Designed by Burkhart Grob GmbH, the two seat Grob 109 motor glider features side by side seating and fixed tail dragger undercarriage with a steerable tail wheel. The fuselage and wings are made of industrial carbon fibre and glass fibre composites with air brakes. Glass Reinforced Plastic (GRP) is the main structural material with Carbon Fibre for the T-tailplane and rudder. Hard foam sandwiched between fibreglass cloth is used for stringers and formers in the fuselage as well as many other applications.
Grob’s G 109 has the ability to shed its wings, tailplane and elevators to enable it to be neatly packaged for transportation in a suitable road-borne trailer. Each wing has a tapered tongue that extends through the centre section to lock into the opposite wing root rib. The ailerons and air brakes are operated through push-pull control rods. The horizontal tailplane is fitted atop the fin and the quick connect fittings for the elevator and trim tab are fitted.
The Limbach L 2000 EB lA engine is rated at 59kw/80hp at 3,400 rpm. The engine has a single Slick magneto, twin Stromberg carbs with “pancake” sport air filters, Motorola alternator and a Hoffman feathering propeller with START (take-off and climb) and CRUISE pitch settings.
The 17.5 Imp gallon fuel tank is behind the cockpit and filled from above the left wing trailing edge. There are GRP skids/tie down points under each wing tip and the engine cooling air exits from fixed louvers in the bottom cowl.
The glassfibre monocoque fuselage has frames and longerons, while the low wing has a glassfibre roving main spar and a glassfibre/epoxy resin sandwich skin; there are aluminium air brakes in the upper wing surfaces.

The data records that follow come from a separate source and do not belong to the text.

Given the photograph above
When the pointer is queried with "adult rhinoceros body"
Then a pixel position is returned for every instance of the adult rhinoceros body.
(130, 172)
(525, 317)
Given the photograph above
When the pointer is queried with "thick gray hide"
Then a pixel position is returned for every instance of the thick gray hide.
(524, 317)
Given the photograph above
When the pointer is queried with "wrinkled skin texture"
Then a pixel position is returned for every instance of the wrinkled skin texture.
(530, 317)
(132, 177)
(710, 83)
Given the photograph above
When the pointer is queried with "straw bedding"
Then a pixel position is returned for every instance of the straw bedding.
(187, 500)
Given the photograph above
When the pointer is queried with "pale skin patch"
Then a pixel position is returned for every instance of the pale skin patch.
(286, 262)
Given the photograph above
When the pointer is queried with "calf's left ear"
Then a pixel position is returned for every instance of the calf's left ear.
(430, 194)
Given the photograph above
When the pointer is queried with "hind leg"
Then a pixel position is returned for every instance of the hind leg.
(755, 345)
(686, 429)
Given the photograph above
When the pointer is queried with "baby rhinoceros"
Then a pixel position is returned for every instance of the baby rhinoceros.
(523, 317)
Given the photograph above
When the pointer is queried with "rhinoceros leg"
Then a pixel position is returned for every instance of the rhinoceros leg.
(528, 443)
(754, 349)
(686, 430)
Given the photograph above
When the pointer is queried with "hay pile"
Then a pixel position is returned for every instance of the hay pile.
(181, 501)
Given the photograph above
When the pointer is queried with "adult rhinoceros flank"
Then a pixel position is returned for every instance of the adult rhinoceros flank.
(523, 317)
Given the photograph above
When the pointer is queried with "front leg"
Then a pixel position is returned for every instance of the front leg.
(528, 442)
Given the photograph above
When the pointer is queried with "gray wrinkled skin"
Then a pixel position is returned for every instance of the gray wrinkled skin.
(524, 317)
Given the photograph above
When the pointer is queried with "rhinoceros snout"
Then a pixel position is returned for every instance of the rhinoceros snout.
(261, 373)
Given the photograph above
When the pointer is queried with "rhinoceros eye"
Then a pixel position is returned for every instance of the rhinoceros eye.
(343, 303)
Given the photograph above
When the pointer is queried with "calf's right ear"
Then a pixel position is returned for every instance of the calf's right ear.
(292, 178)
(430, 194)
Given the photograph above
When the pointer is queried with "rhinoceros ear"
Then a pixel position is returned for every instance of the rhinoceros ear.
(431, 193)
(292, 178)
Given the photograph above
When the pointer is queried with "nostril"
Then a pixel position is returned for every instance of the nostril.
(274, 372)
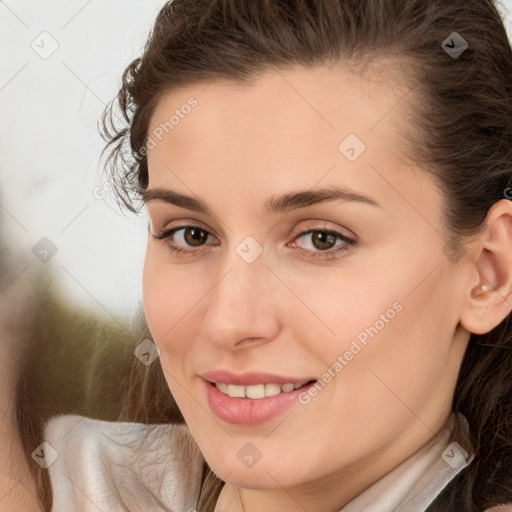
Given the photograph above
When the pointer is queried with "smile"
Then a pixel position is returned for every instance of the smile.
(257, 391)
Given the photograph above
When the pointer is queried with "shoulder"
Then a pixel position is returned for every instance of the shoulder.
(95, 464)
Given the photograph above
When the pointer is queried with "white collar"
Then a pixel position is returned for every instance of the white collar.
(415, 483)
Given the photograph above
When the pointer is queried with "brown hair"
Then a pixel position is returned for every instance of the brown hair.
(462, 136)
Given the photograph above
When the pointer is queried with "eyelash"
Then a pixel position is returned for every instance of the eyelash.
(349, 243)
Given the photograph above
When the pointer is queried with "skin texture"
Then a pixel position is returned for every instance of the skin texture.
(292, 313)
(17, 488)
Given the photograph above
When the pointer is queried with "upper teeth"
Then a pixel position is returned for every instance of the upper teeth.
(258, 390)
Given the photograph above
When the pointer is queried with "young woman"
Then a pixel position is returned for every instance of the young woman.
(328, 276)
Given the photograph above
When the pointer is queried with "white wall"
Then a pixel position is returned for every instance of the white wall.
(50, 146)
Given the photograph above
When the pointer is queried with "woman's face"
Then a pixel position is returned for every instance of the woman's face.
(280, 275)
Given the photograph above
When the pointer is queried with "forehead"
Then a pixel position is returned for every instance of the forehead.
(284, 128)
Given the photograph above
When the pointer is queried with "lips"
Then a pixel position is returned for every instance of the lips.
(251, 411)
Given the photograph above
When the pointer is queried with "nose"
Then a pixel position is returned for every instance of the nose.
(243, 305)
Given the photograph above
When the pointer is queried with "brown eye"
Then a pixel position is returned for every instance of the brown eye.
(195, 236)
(323, 240)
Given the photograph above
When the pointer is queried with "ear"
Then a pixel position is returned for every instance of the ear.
(488, 299)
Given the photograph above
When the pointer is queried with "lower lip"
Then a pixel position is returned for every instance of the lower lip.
(248, 411)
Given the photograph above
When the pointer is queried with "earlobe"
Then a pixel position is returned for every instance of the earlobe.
(490, 300)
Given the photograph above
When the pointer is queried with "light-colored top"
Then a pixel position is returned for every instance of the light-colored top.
(166, 468)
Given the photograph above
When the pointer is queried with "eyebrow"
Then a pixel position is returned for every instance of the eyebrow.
(276, 204)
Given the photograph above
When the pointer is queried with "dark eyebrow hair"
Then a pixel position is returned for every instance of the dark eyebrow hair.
(277, 204)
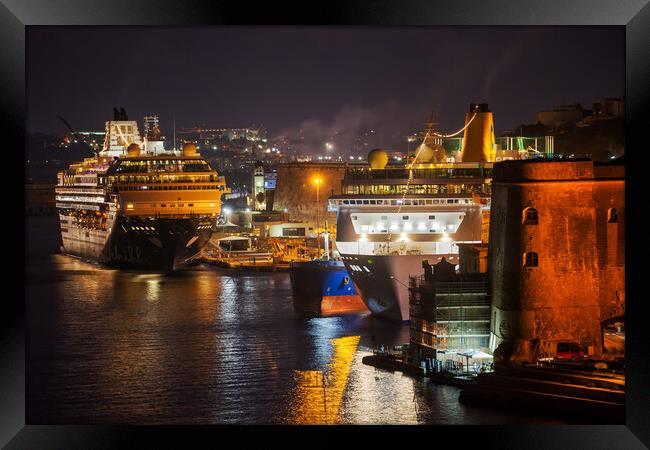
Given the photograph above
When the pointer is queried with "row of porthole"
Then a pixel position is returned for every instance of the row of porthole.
(530, 216)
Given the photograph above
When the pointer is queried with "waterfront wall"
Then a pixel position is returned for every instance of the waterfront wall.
(296, 190)
(40, 199)
(576, 278)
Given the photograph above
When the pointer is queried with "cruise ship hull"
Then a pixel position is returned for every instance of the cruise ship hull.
(383, 280)
(324, 288)
(140, 243)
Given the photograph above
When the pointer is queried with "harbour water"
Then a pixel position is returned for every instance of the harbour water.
(208, 345)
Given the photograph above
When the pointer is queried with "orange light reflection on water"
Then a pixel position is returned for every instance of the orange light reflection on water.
(318, 396)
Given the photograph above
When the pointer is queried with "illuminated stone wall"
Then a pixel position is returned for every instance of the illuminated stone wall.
(296, 190)
(580, 277)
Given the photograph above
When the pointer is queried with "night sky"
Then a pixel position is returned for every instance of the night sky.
(321, 79)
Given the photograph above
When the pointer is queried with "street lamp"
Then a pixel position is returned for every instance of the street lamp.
(317, 181)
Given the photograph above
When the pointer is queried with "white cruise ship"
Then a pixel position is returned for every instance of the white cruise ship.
(390, 218)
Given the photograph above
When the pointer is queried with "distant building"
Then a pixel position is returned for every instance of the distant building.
(556, 255)
(248, 140)
(40, 199)
(296, 190)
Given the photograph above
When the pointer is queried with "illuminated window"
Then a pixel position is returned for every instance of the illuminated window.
(612, 215)
(530, 259)
(530, 216)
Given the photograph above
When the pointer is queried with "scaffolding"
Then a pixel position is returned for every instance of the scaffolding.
(450, 314)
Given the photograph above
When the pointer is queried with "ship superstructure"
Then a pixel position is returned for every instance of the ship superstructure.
(128, 208)
(392, 218)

The fixed undercarriage has Scheibe hydraulic brakes on the spatted main wheels, and the tailwheel is steerable. The pilots sit under a one-piece forward-opening canopy and, after some flight testing, this was fitted with a central frame, while changes made to the undercarriage included moving the main wheels further back so as to unload the tailwheel, the main wheel struts being of steel. Wing span was increased from the original 15m (49ft 2.5in) to 54ft, the empty weight was increased and the motor cowling and wing roots were aerodynamically refined.
The prototype, D-KBGF, made its first flight on 14 March 1980, and the Grob G 109 was certified to JAR 22 in March 1980.
The prototype of the G.109B two-seat, side-by-side motorglider first flew in March 1983 as a version of the original G.109, with increased span. The G109B is a two-seat motor glider with T-type stabilizer, fixed landing gear and airbrakes. It is classified as a TMG (Touring Motor Glider). It was designed by Burkhart Grob GmbH and features side by side seating as well as a classical tail-dragger undercarriage with a steerable tail wheel. The fuselage and wings are made of industrial carbon-fibre and glass-fibre composites. The G109B's engine was made by Grob (GR 2500) and is an aircooled 4-stroke flat engine.